'Disastrous effects': Outrage in US as interest rate surge sends 'markets reeling'


    Republicans have hit out at the latest US interest rate hike of 0.75 percent, saying it will have “disastrous effects”. The Federal Reserve announced on Wednesday an expected fourth consecutive “jumbo” rate hike to a total of 3.75 percent, in a bid to combat sky-high inflation.

    Republican Senators, including Marsha Blackburn, blamed Joe Biden for the latest spike.

    She said on Twitter: “Today’s decision by the Fed to again increase interest rates is further proof of the consequences of the disastrous effects of socialism via Biden’s $1.9 trillion bailout.”

    Sen. Thom Tillis also said: “Out-of-control inflation, largely caused by Biden’s overspending, once again forced the Fed to raise interest rates.

    “It’s long past time for Congress to pursue common-sense fiscal restraint to get our economy back on track.”

    The Heritage Foundation, an American conservative think tank based in Washington DC, also said on Twitter: “Spending, borrowing, and printing trillions of dollars results in higher interest rates on credit cards, mortgage, auto loans, and other forms of borrowing.

    “Avg. borrowing costs have gone up by $1,300 under Biden and STILL he’s treating the Fed like a personal money gun.”

    Steve Cortes, a financial commentator, said: “Tough talk from the Fed to fight the inflation that they and Biden produced — sends markets reeling today.

    “Here, the Retailer sector loses four percent on the day. The pain persists, financial anxiety rises along with Interest Rates.”

    It is the sixth consecutive interest rate hike in a row, brought in to battle a 40-year high in inflation.

    Inflation stands at 8.2 percent in the year to September 2022 in the US, according to the Bureau of Labor Statistics.

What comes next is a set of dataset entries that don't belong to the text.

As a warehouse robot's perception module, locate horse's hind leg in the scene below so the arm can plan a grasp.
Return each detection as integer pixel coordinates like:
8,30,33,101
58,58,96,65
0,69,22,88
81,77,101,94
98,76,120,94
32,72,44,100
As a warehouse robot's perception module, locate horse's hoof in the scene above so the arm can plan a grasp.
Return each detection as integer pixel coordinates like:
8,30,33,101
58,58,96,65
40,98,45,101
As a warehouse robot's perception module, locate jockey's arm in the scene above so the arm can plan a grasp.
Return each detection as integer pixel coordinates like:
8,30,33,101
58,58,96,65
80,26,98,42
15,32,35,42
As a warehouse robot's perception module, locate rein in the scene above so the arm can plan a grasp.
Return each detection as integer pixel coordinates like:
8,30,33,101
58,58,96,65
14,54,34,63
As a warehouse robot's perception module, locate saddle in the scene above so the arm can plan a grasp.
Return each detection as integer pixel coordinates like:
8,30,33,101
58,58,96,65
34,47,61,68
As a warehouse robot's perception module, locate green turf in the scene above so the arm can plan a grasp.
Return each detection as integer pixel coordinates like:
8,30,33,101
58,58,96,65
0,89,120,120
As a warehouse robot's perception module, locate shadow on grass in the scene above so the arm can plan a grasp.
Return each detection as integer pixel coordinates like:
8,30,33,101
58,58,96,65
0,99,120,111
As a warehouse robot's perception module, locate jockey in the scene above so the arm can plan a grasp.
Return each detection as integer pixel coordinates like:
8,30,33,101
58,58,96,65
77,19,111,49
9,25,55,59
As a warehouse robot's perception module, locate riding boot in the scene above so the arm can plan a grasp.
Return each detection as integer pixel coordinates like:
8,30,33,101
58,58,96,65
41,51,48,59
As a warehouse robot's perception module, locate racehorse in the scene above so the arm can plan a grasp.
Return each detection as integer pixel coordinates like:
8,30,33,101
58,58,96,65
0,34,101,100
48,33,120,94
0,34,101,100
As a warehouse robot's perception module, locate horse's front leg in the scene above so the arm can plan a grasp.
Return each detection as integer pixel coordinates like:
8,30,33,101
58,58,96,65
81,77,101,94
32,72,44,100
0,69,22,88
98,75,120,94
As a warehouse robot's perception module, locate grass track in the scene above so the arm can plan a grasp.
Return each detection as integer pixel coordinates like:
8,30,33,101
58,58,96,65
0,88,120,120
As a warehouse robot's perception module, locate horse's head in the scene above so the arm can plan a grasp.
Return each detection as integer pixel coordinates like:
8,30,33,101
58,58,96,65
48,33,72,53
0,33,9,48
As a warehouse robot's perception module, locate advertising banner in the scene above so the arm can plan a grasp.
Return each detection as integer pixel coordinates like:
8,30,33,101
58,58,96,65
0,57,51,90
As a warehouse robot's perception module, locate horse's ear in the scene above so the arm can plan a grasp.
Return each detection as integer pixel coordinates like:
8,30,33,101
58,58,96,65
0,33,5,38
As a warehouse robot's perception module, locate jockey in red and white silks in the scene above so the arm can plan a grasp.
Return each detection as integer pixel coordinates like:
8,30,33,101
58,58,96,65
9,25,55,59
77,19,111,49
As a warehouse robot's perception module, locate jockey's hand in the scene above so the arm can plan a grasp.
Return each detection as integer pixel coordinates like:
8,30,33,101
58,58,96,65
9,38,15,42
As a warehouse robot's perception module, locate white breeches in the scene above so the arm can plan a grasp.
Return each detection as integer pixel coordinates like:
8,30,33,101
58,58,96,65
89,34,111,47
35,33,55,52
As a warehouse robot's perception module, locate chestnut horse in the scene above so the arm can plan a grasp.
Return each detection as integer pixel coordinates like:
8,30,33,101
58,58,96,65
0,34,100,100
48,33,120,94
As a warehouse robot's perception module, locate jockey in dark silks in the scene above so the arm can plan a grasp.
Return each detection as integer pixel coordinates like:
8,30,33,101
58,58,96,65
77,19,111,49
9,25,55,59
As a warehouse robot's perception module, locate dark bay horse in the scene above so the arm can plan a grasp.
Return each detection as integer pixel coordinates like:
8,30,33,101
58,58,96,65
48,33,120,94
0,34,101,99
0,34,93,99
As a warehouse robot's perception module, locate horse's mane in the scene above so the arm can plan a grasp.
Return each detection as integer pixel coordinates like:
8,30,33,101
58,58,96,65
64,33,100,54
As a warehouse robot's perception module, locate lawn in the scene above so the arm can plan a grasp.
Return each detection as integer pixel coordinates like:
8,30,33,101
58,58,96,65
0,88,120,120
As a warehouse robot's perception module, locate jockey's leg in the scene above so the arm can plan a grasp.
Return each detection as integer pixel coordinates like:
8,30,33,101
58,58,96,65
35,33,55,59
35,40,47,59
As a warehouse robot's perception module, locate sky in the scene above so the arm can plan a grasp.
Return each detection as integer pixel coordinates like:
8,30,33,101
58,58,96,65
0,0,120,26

    The raise was driven by the increased cost of shelter, food and medical care.

    While raising interest rates can slow inflation by making borrowing more expensive, the move further increases debt costs for Americans already struggling with rising prices.

    It follows a now-deleted tweet from the White House which touted an increase in Social Security payments, which rise in line with inflation.

    Asked about the White House’s assertion that “President Biden’s leadership” is responsible for the Social Security increase, Gary Engelhardt, a Syracuse University economics professor who studies Social Security, told CNN: “This assertion is incorrect.

    “The Social Security COLA is mandated by law (and has been for decades) and is tied to the rate of increase in the Consumer Price Index (i.e., inflation).

    “President Biden has control over neither. From a political standpoint, it is a decidedly positive spin on a problem (inflation) plaguing his approval ratings.”

    In addition, a Reuters/Ipsos poll found 31 percent of Americans view inflation/rising costs as the most important problem facing the US.

    The survey polled 4,413 adults over 18 between October 18 and 24.